Beklentilerimi boşa çıkardığını söyleyebilirim. Kitap kalın (böyle bir kurgu için) ama bana kalırsa uzatmak için uzatmıştı yazar. Okuduğum ilk ve sanırım son kitabı oldu. Piraye’si pek övülüyor, bu kitaba başlamadan o kitabı da alacaktım ama bu kitabı bitirdikten sonra ondan da vazgeçtim. Belki bir gün okurum elime geçerse, aksine özellikle alıp da okuyacağımı sanmıyorum.
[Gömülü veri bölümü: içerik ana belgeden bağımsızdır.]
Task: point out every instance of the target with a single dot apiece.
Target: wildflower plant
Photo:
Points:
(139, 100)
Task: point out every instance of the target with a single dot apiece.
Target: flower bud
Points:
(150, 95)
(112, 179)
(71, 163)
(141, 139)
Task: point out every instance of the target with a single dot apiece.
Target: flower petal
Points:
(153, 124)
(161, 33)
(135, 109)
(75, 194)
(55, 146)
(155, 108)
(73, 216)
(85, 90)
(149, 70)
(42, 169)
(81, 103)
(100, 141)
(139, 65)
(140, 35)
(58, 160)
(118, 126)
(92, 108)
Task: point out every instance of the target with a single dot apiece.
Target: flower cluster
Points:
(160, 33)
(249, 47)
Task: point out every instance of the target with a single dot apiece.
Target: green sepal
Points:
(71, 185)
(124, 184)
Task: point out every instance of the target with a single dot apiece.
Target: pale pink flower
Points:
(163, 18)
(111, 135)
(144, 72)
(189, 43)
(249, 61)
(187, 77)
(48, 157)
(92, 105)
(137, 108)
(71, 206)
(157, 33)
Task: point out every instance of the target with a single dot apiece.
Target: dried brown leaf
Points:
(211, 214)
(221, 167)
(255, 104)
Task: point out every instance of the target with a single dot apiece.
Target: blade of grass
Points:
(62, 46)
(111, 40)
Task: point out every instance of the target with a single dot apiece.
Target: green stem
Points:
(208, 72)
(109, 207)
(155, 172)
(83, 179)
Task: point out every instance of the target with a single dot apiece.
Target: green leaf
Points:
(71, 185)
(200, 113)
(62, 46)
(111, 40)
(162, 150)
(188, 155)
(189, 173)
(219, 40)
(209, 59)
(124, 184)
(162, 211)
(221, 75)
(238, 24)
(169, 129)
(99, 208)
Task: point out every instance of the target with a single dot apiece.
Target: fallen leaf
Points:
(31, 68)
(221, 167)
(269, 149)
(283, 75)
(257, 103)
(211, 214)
Kitap nerden başladı nereden bitti dedirtiyor. Kadınların baş eğmeleri, susmaları beni çileden çıkarttı. İsmail, Keder’in babası Servet beni ayrı delirtti, neyse oraya hiç girmeyeyim. Doğu’luların acımasızlığı, kadınlara olan davranışları, töre, kültür ve geleneklerini bir araya toplayıp, acımasızca belki de gerçekleri yazmış olabilir, bir doğulu olarak bu tür şeylere kısmen tanık oldum yalnızca. Ancak bizde kadınlar böyle değil, susmazlar, neyse o. Haklı olsun haksız olsun fikirlerini söylerler. En azından benim tanıdığım doğulu kadınlarda ve ben de olmak üzere, bu böyle. Zaten böyle olmak zorunda. Tabii eski zamanda geçiyor kurgu anladığım kadarıyla, eh o zamanın vaktiyle de gerçekten epey bir cahiliye vardı, özellikle şehir ve gün yüzü görmemiş doğuda. Ancak kitapta yazar ezmiş de ezmiş, ezmiş de ezmiş. Zorla bitirmek için bitirdim, okurken sıkıldım. Çok gereksiz detaylar vardı, aşırı bezdirdi beni. Kitabın sonunu atlaya atlaya okudum, gereksiz edebiyat yapılmıştı bence.
Ancak evet, böyle hayatlar da var. Ne diyeyim, Allah kadınlara böyle davranan erkekleri bildiği gibi yapsın. Kendilerini Tanrı zanneden içi boş yaratıklardan başka bir şey değildir böyleleri.